Artificial intelligence-based technologies (including neural networks and case-based reasoning) facilitate KM by the creation of new knowledge by merging, categorizing, reclassifying, and synthesizing existing explicit knowledge. Neural network-based systems can analyze patterns of security violations and provide valuable knowledge to stakeholders. Case-based reasoning systems can provide solutions to current security problems by recommending solutions based on similar previous cases. External knowledge sources include reports from business journals, trade associations, and training providers. Three common applications are used in knowledge resources.
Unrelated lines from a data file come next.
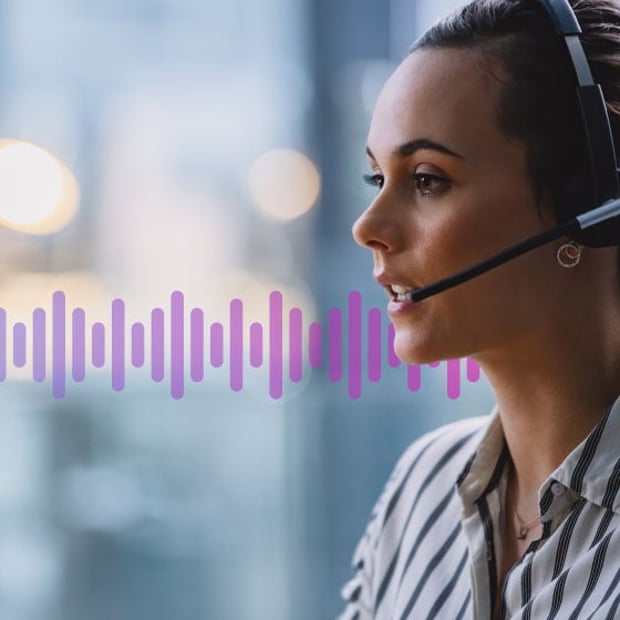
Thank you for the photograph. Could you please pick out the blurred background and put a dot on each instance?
(214, 148)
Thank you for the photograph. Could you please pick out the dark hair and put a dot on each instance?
(537, 102)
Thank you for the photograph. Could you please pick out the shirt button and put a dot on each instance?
(557, 489)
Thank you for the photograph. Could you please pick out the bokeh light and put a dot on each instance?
(284, 184)
(38, 193)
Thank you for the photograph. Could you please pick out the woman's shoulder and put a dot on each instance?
(432, 463)
(430, 466)
(449, 446)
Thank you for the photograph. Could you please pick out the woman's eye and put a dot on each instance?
(430, 184)
(374, 180)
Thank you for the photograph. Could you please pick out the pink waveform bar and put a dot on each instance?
(157, 345)
(236, 345)
(374, 344)
(177, 349)
(98, 336)
(414, 377)
(355, 345)
(275, 344)
(2, 344)
(137, 345)
(78, 357)
(256, 345)
(197, 344)
(58, 344)
(295, 345)
(315, 339)
(454, 378)
(38, 345)
(19, 345)
(216, 332)
(393, 360)
(334, 345)
(118, 344)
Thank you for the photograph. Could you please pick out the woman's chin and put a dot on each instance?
(411, 350)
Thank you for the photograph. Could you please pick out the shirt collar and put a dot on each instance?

They include the coding and sharing of best practices; the creation of corporate knowledge directories by mapping internal expertise; and the creation of knowledge networks by bringing people together virtually face-to-face in order to exchange collective information and knowledge.

A goal of knowledge resource is to make tacit knowledge explicit. Methods like the socialization mode of knowledge creation [1] allow tacit knowledge to be transferred from one source to another, thereby allowing such knowledge to become explicit because of the shared experience and interactions among organizational members. Various collaborative technologies can provide the technical tools for such collaboration.

Back to Top

Description of the ISKA Interfaces

ISKA's interfaces have been grouped into primary and secondary interfaces. Primary interfaces represent the relationship between KM components (such as knowledge dimensions, knowledge characteristics, and knowledge resources), and the stakeholders (both internal and external). Secondary interfaces, on the other hand, represent the relationship among the KM components thereby excluding the role of the stakeholders. The rationale for applying these interfaces is to emphasize the role of stakeholders (as in the level of IT skills, security knowledge, awareness, availability of training and access to the right type of knowledge) in the context of the KM components and IT security.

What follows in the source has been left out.